The book follows a religious childhood using gorgeous, descriptive language to explore Hesse’s home and church experiences (which somehow manage to feel both universal and horrifying). Through this lens of rural, evangelical Iowa, Hesse tracks and humanizes the Christian right while detailing his own deconstruction journey — a “rebuttal” to J.D. Vance’s Hillbilly Elegy by way of Tara Westover’s Educated.

I was excited to learn about the Christian right experience through the lens of an Iowan ex-pat. I want to understand how I came to feel at odds with my state. Hesse delivers on this front with lived-in details, like how each morning his high school (composed of 4th through 12th graders, about 35 students) would pledge allegiance to the Christian flag. “I pledge allegiance … and to the Savior for whose Kingdom it stands; one Savior, crucified, risen and coming again with life and liberty to all who believe.”

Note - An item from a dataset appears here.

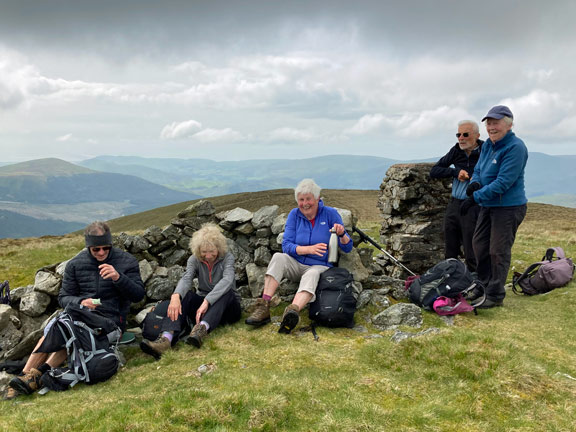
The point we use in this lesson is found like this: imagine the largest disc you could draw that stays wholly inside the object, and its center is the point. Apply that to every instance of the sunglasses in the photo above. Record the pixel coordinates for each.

On Fire for God did give me a better perspective on how so much seems to have changed between political parties in the last decade, but it also provides insights into how each of us responds to the path laid out before us. Early in the narrative, Hesse establishes his church and his parents’ backgrounds as devotees of “prosperity gospel.” The idea of the prosperity gospel is that if you believe in and serve God well enough, success and wealth will follow, and that in order to entice and save more souls, you should look and act above your means. Hesse builds the scaffolding for the reader to understand where he comes from and, because of this, we better understand him and the people he loves. Like him, we “(wonder) how many people out there were living lives of quiet desperation.”

I was relieved to see my conservative neighbors and kin treated with empathy and not shrunken into caricatures. It was easy to fall in love with Hesse’s parents and childhood best friend because I know versions of them. At one point, Hesse describes his best friend by saying, “Like so many Iowans I knew, Thad often became embarrassed when he revealed any sort of passion or ambition,” a line which struck me as a near universal descriptor of my own family.

The combination of vivid storytelling (so good that, because I was in Hesse’s shoes, I was surprised when his friend made transphobic comments) and research conveyed conversationally makes this social-commentary-memoir hit particularly hard. I wanted to protect young Josiah from the horrors he found in his fire-and-brimstone religion.

Hesse’s honesty and vulnerability through this memoir are admirable. It’s hard to shake the self-hatred that sprouts early in childhood when one’s own thoughts are the enemy. Owning the anxiety and ethical questions he still faces as someone who grew up queer, curious and shy in an evangelical environment cannot be easy.

But Hesse is curious. “Curiosity has no agenda, narrative, or ideology. It is never completely satisfied; always hungry for new perspectives, new information and that makes everything infinitely more complex, yet endlessly fascinating.”